I was reading a book called “Spreadable Media” by Henry Jenkins et al., and it is in direct contrast to Mr. Rushkoff. In his book, Jenkins mentions that content and stories spread online when people take part in a conversation that is already taking place. Interestingly, Jenkins even used the writings of Rushkoff to justify his position. Consequently, when given the chance to ask for clarity and seek Mr.Rushkoff’s stance on the matter, I pointed out the two points of view to him at which point he made it known that he does not agree with Jenkins. He stated that he does not think that content spreads when it’s part of an ongoing or existing conversation; instead, it has greater reach when it is part of a conversation that people are not currently having.
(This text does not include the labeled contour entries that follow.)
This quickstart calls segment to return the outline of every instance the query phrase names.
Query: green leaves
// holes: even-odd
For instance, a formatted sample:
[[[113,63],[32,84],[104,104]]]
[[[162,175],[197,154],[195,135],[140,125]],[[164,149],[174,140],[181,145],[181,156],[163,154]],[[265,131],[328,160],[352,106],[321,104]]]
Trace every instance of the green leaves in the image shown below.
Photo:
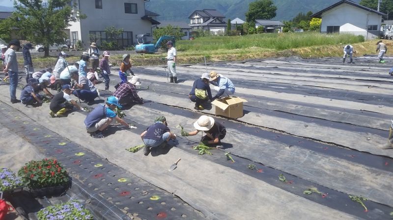
[[[138,145],[138,146],[135,146],[133,147],[131,147],[129,149],[126,149],[126,150],[127,150],[127,151],[131,152],[132,153],[136,153],[140,149],[144,147],[145,147],[144,145]]]
[[[194,150],[198,150],[198,154],[202,155],[202,154],[209,154],[209,155],[213,155],[210,151],[209,151],[209,149],[215,149],[214,147],[210,147],[209,146],[207,146],[203,142],[200,142],[199,144],[196,146],[193,147],[193,149]]]
[[[351,198],[351,199],[352,201],[354,201],[355,202],[359,202],[359,203],[360,203],[361,205],[362,205],[362,206],[363,206],[363,208],[365,208],[365,211],[367,212],[368,211],[368,210],[367,209],[367,207],[365,207],[365,204],[363,203],[363,201],[366,201],[367,200],[367,198],[363,197],[362,196],[356,196],[349,195],[349,196],[350,198]]]

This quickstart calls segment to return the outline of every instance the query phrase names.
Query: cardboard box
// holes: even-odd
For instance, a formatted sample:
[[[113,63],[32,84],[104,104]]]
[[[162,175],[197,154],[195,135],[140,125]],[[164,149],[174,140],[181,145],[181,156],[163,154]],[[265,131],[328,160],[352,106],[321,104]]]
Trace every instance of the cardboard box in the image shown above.
[[[216,115],[237,119],[243,117],[243,103],[247,101],[239,97],[225,97],[213,101],[212,104],[216,106]]]

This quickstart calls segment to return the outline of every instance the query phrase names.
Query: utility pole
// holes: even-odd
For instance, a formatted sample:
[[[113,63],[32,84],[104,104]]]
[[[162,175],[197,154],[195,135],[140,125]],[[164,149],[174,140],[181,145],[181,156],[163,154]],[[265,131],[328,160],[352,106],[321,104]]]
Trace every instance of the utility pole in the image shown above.
[[[379,8],[381,6],[381,1],[382,1],[382,0],[378,0],[378,9],[377,9],[377,11],[379,11]]]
Personally, I think both men have a point, and my belief merges the two concepts. I believe virality results when non-mainstream content that many know exist is shared. Consequently, it gives people a voice to express themselves based on what their experience or what they see while evoking the feelings of others that empathize, share the same attitudes or concerns, or in some cases contradict their opinions which then lead to greater sharing or spread of information. Therefore, in the simplest sense, if at least one other person can relate to or denounce something I believe is worth sharing, the individual might share the content as a means of consciously or subconsciously showing solidarity for a common opinion or possibly as a show of opposition. Others then become exposed to the information and the cycle of sharing continues.
I hope to work with brands and communities to help them create their stories and spread them to the masses. Currently, I am doing some more research into this idea of why stories spread online. I am quite excited about this area, and once my research is concluded, I will share my findings.